Sometimes a class or subsystem makes us uneasy; when something goes wrong in our software, we’ll immediately suspect the shady module is somehow involved. Often this code needs to be scrapped or at least refactored, but other times it’s just immature and needs to be burned in. Randomized unit testing can help with this burn-in process, increasing our confidence in a module.

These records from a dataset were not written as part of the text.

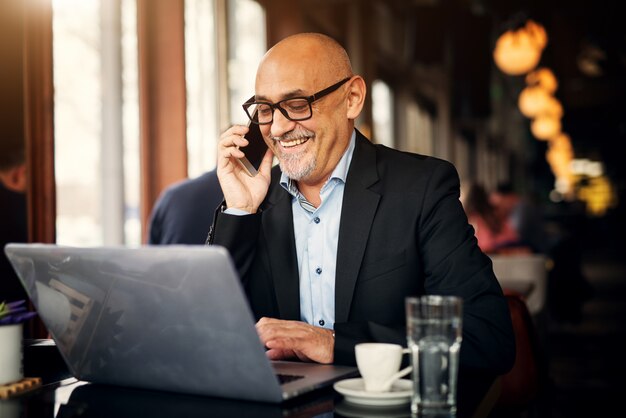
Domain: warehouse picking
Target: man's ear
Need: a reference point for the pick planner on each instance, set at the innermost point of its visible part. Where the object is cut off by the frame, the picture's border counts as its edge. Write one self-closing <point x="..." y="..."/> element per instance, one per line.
<point x="356" y="97"/>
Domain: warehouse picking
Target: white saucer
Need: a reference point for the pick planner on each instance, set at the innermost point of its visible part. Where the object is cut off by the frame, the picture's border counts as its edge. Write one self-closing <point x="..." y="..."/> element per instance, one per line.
<point x="354" y="392"/>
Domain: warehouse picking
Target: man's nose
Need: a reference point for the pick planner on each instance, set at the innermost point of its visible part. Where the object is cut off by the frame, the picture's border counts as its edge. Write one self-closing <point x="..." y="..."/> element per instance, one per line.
<point x="280" y="124"/>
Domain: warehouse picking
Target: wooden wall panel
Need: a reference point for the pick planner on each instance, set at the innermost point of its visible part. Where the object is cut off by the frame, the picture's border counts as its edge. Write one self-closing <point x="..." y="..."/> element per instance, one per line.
<point x="162" y="98"/>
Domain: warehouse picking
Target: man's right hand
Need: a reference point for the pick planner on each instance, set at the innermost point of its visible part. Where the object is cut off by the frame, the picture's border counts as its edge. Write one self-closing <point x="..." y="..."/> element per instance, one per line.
<point x="241" y="191"/>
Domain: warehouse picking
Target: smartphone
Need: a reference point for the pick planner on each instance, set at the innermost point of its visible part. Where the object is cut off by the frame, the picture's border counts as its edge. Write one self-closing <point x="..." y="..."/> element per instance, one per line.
<point x="255" y="150"/>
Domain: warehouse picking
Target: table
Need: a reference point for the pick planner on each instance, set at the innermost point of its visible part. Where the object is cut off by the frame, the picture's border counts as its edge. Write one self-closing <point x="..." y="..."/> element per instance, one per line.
<point x="63" y="396"/>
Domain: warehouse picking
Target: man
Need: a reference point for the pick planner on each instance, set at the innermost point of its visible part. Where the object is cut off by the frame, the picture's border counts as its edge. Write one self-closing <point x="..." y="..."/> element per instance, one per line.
<point x="183" y="212"/>
<point x="330" y="242"/>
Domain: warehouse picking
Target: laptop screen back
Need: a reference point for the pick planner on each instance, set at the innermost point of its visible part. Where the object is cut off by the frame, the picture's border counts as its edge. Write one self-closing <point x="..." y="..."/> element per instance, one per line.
<point x="165" y="317"/>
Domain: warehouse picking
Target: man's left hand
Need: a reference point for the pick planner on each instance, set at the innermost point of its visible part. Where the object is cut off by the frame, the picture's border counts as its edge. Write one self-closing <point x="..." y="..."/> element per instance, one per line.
<point x="290" y="339"/>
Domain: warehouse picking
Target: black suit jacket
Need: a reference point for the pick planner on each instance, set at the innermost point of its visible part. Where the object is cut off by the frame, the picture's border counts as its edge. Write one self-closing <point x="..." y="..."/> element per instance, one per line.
<point x="403" y="232"/>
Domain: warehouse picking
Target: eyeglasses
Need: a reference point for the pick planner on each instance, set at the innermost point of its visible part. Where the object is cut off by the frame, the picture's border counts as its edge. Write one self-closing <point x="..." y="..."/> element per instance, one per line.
<point x="295" y="108"/>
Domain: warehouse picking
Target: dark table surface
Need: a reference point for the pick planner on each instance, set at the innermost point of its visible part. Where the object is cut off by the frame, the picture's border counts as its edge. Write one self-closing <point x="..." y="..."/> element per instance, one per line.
<point x="63" y="396"/>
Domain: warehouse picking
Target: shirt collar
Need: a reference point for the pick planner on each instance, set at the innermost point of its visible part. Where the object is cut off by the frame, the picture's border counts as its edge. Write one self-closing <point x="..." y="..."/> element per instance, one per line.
<point x="340" y="172"/>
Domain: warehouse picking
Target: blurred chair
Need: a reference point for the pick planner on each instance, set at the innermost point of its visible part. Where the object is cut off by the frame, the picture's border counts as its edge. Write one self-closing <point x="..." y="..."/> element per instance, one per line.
<point x="525" y="274"/>
<point x="521" y="385"/>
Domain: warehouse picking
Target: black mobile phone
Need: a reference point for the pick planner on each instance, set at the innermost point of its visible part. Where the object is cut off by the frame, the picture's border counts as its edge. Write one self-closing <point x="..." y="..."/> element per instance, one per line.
<point x="255" y="150"/>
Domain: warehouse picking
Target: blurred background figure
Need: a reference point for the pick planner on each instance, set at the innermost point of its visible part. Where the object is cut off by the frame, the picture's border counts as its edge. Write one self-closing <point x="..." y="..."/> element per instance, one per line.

The point is to increase our confidence in a module. But what does that mean? I’ll try to clarify with an example. Let’s say I implement a new data structure, perhaps a B-tree. Even after doing some unit testing, I probably won’t be particularly confident in its correctness. The question is: Under what conditions can I use random testing to gain as much confidence in my new B-tree as I would have in a balanced search tree from the C++ STL? For that matter, how confident am I in a random data structure from the STL in the first place? I would say “moderately confident.” That is, in general I would be happy to just use STL code in my program without specifically unit-testing it first. On the other hand, I would not just reuse the STL if I were developing safety-critical software.

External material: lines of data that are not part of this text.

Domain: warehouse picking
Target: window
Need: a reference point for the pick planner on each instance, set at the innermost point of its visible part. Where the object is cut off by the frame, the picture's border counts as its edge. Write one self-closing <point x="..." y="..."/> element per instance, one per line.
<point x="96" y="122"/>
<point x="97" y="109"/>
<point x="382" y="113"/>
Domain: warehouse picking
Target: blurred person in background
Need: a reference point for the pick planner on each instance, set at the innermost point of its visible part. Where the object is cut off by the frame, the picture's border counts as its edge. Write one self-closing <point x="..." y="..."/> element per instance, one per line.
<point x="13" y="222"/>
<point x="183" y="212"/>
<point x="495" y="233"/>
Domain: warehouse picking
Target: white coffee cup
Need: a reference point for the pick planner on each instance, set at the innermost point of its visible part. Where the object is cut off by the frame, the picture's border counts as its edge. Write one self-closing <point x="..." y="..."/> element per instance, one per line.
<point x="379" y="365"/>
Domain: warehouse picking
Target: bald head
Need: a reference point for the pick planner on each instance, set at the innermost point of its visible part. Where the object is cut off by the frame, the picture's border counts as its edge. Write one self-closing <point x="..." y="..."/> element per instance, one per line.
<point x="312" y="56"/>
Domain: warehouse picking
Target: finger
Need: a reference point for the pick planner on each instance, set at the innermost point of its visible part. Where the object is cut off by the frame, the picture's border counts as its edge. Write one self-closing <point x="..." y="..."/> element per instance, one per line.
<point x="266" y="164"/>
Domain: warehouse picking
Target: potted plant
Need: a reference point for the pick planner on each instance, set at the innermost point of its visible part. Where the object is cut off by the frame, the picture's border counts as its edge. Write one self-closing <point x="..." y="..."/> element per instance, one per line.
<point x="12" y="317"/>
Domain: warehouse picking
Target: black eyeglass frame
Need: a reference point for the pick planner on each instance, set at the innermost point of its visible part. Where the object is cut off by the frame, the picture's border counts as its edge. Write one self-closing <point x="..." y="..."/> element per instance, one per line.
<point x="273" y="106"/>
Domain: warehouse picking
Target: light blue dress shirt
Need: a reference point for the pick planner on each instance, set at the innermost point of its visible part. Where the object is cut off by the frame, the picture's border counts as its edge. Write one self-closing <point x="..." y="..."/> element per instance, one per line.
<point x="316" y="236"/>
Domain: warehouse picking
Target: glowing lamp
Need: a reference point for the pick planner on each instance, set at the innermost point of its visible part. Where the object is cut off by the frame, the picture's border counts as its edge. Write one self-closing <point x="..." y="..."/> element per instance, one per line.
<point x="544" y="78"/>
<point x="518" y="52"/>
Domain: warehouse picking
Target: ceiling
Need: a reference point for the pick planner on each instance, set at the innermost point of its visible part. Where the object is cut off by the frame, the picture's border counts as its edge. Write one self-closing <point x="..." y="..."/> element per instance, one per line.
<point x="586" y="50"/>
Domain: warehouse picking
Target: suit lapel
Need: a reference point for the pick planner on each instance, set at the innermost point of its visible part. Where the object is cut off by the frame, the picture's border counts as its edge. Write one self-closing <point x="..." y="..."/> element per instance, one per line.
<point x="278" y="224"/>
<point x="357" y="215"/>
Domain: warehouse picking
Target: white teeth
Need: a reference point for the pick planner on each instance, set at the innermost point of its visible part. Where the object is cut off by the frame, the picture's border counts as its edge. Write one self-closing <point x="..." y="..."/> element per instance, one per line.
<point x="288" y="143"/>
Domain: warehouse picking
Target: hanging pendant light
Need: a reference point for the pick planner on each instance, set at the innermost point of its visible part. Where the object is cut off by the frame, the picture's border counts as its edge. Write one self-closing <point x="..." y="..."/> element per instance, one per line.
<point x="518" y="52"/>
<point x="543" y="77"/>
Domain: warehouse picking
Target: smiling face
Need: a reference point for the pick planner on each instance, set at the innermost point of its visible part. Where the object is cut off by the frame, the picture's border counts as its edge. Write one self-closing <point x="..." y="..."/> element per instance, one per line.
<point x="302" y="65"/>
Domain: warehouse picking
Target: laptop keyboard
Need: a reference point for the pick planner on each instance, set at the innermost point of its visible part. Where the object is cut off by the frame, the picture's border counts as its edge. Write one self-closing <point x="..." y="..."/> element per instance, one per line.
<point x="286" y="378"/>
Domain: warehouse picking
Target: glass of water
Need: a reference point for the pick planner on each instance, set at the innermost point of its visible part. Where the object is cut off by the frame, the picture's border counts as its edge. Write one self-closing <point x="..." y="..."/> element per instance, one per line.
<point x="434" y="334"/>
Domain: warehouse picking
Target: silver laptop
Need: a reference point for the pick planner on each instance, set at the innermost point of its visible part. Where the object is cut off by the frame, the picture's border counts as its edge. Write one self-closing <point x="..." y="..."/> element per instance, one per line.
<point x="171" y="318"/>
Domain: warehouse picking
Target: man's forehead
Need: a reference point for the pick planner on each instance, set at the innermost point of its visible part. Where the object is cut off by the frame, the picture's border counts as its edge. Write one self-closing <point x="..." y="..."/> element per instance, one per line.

Almost every time I write a software module that has a clean API and that might be reused, I write a random tester for it. Over the years I’ve developed a sort of informal procedure that, if successful, results in a burned-in module that I’m fairly confident about. Here are the necessary conditions.
- Understandable code, clean API — I have to be able to understand the entire module at once. If not, it needs to be broken into units that are tested separately. The module can’t contain spaghetti logic or make use of extraneous state. If it does, it needs to be refactored or rewritten before burning in.
- Heavy use of assertions — Every precondition and postcondition that can be checked, is. A repOk() / checkRep() method exists that does strong invariant checking. During fuzzing it is invoked after every regular API call.
- Mature fuzzer for the module’s API — The random unit tester for the module is strong: it has been iteratively improved to the point where its tests reach into all parts of the module’s logic.
- Fault injection — APIs used (as opposed to provided) by the module, such as system calls, have been tested using mocks that inject all error conditions that might happen in practice.
- Good coverage — The maturity of the fuzzer is demonstrated by 100% coverage of branches that I believe should be covered. This includes error checking branches, but of course does not include assertion failure branches. At the system testing level, 100% coverage is generally impossible, but at the unit level I consider it to be mandatory. Coverage failures indicate bad code, a bad API, or a bad random tester.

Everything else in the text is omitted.